Originally published in Winter 2019
Dr. Don Zent is the product of good music teachers. Really good music teachers.
Professor of Piano at Asbury University, Zent’s direct pianistic ancestry is breathtaking — just one branch of the “genealogy” includes Jorge Bolet, Moriz Rosenthal, Franz Liszt, Carl Czerny and Ludwig van Beethoven. With such a pedigree, you’d expect Zent to be a consummate artist, and he certainly is. But he’s also an outstanding educator, drawing on his rich experience to encourage students to strive for the excellence Asbury is known for.
As Professor of Piano and Coordinator of Keyboard Studies, Zent teaches applied piano, group piano, piano pedagogy, piano literature plus form and analysis.

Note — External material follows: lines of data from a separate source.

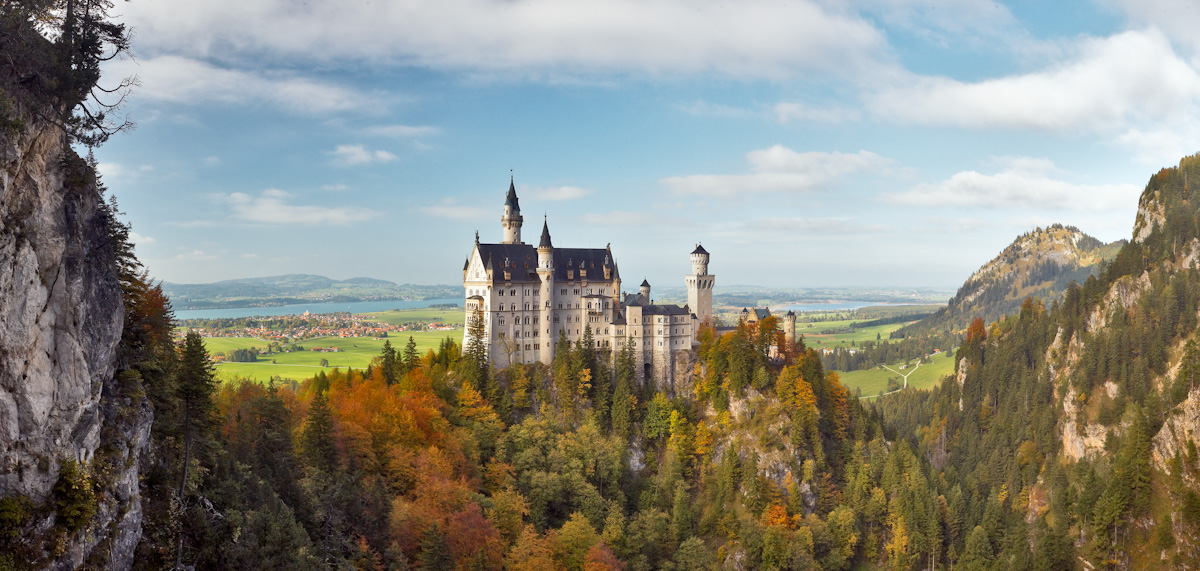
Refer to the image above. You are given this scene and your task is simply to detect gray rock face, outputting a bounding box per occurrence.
[0,102,152,569]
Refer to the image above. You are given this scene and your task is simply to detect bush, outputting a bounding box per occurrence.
[54,459,96,533]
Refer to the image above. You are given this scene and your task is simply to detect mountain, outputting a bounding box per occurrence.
[894,224,1126,337]
[877,155,1200,569]
[162,274,462,309]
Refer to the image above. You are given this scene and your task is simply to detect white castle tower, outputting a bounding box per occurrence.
[500,179,524,244]
[684,244,716,323]
[536,215,554,363]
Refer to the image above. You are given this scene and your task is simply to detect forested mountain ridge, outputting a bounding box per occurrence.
[880,156,1200,569]
[894,224,1124,337]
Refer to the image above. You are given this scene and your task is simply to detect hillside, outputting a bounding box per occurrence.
[162,274,462,309]
[877,156,1200,569]
[894,224,1124,337]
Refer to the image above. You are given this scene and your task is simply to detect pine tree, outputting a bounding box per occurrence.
[379,339,401,386]
[401,335,421,373]
[175,331,217,566]
[299,392,337,475]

This range of instruction allows him to interact with students at all experience levels.
“Watching students progress and reach more potential than they thought they had — that’s a joy for me,” Zent said. “The Lord has really helped me through the years to teach well, to understand the students, to try to meet them where they are and to try to push the students beyond what they think they’re capable of doing.”
Drawing on his own experiences with music teachers — both positive and negative — Zent has developed a simple teaching philosophy. When Zent listens to his piano students, he looks for something to praise and affirm before offering critique. The concept is simple enough, but Zent has personally experienced the difference it makes.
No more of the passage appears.